Inside, Kay began to shake, because suddenly, for reasons she did not understand, she wanted to believe him, which only proved that he could not only destroy her life, he could also destroy her sanity and make her as crazy as he was.

“You can’t make it right, Devlin,” she said. “Even if what you suggest solves everything—which I’m not conceding for a second, by the way—things will never be right. The damage is done.”

“Damage? I saved you from making a disastrous marriage.”

“And I’m supposed to be grateful for the favor?”

“No, of course not. I only meant that he wasn’t right for you—”

“That wasn’t your decision to make!”

For the first time, a shadow of what might have been guilt crossed his face. “It wasn’t what I’d call a decision,” he muttered. “At least, it wasn’t a deliberate one. I just… lost my head.”

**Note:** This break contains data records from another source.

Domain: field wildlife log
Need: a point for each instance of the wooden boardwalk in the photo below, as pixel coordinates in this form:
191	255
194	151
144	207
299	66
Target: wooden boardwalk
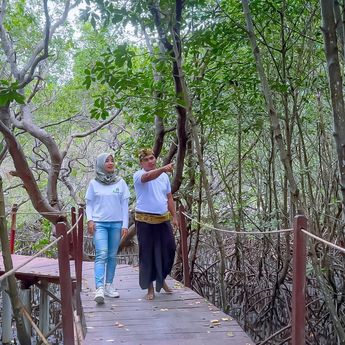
180	318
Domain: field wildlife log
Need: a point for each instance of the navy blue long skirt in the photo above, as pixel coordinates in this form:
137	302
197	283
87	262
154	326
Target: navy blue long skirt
156	253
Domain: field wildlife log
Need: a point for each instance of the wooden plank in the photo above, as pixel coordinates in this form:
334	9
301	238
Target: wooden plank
38	268
183	317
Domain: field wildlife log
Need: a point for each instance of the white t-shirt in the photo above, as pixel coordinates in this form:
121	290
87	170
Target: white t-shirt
152	195
107	203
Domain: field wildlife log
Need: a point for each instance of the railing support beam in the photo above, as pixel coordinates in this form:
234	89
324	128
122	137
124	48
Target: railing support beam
184	246
65	285
298	283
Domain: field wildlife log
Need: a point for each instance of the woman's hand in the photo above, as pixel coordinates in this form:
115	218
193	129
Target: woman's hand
91	227
124	232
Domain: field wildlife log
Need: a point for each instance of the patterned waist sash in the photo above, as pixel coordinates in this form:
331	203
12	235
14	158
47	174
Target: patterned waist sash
152	218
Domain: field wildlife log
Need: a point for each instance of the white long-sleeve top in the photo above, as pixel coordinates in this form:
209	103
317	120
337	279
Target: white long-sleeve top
107	203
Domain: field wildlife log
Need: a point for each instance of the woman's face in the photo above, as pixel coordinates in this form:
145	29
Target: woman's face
109	164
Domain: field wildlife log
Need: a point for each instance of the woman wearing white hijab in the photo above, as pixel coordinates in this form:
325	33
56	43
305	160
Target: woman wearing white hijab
107	214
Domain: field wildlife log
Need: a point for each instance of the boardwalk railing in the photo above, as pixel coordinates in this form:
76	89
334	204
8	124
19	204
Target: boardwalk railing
70	245
300	230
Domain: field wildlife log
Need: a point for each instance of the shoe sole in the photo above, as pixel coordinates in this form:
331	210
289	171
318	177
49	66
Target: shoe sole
111	296
99	299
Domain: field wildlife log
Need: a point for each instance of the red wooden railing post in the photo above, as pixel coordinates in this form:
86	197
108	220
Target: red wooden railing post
184	246
298	282
74	233
13	227
65	285
80	246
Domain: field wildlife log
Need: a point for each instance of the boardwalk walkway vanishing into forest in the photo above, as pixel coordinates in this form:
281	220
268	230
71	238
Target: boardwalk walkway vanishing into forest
183	317
179	318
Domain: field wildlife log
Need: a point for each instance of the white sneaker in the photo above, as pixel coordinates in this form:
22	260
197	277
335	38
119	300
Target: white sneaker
99	295
110	291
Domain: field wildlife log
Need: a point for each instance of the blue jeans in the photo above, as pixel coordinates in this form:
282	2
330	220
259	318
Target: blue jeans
106	240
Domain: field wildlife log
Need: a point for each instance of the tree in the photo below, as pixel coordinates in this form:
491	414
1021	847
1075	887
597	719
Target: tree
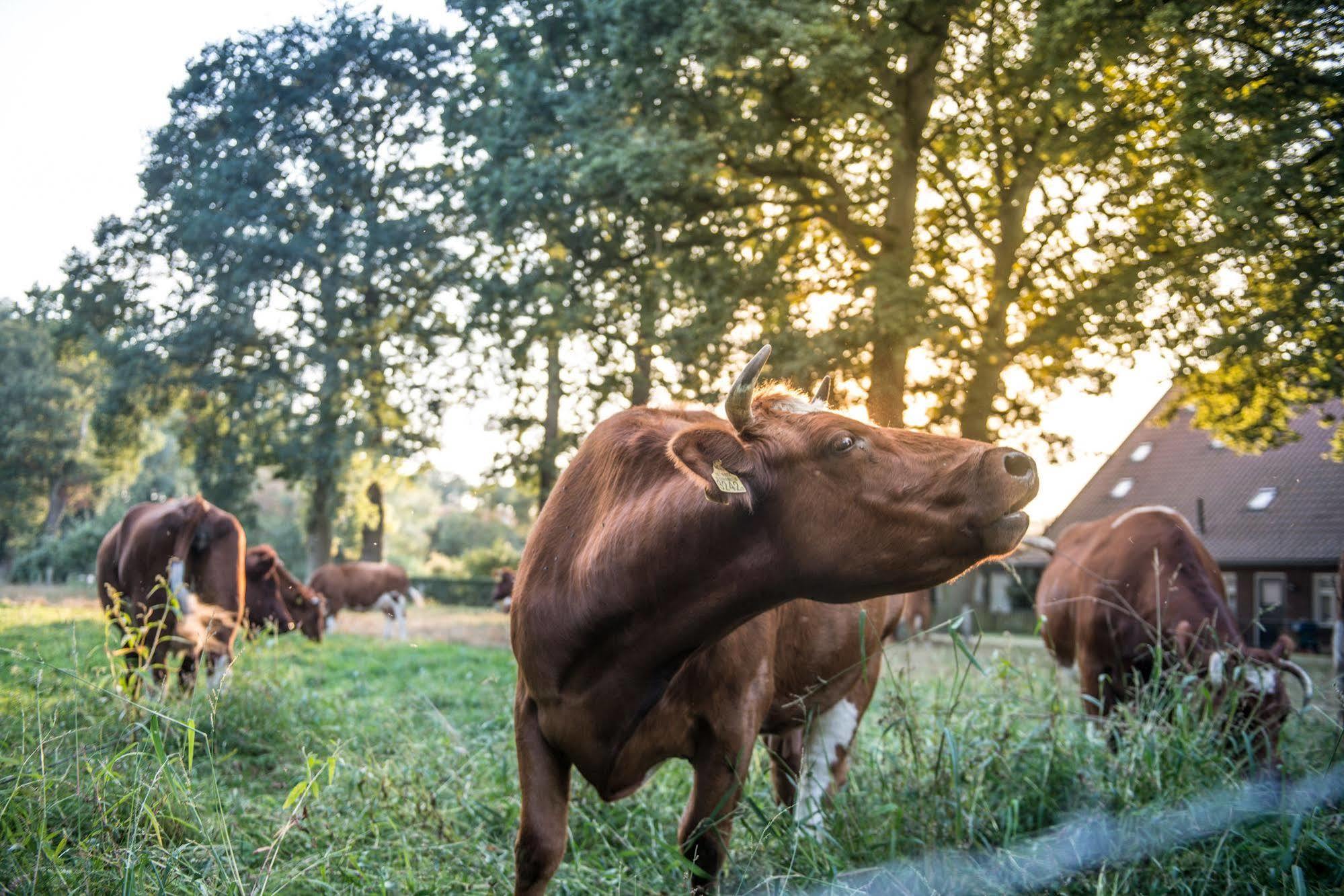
585	286
1009	186
1261	105
296	230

“Well, your action makes it abundantly clear that you haven’t grown up much in the last fourteen years. But I have, Devlin. I’m not a lovestruck girl anymore, I’m a mature woman. Even if marrying Wilson would have been a mistake—and I do not concede that for a moment—I have no intention of making an even worse one by going off half-cocked and marrying you. Especially not because of one passionate kiss.”

For some unaccountable reason, that made him smile. “At least I’ve finally gotten you to admit that kiss on the terrace was passionate.”

Unable to refute that contention, she tossed her head. “That’s beside the point.”

“Is it? Just think about this for a minute, Kay. People won’t be able to accuse you of driving all your suitors away, will they? I’ll wager the deed would scarcely be done before the scandal sheets would start gushing about our happy ending and how first love is the truest love.”

She made a gagging sound, but all that accomplished was to make his smile widen into a grin, so she decided to be as brutally blunt as possible.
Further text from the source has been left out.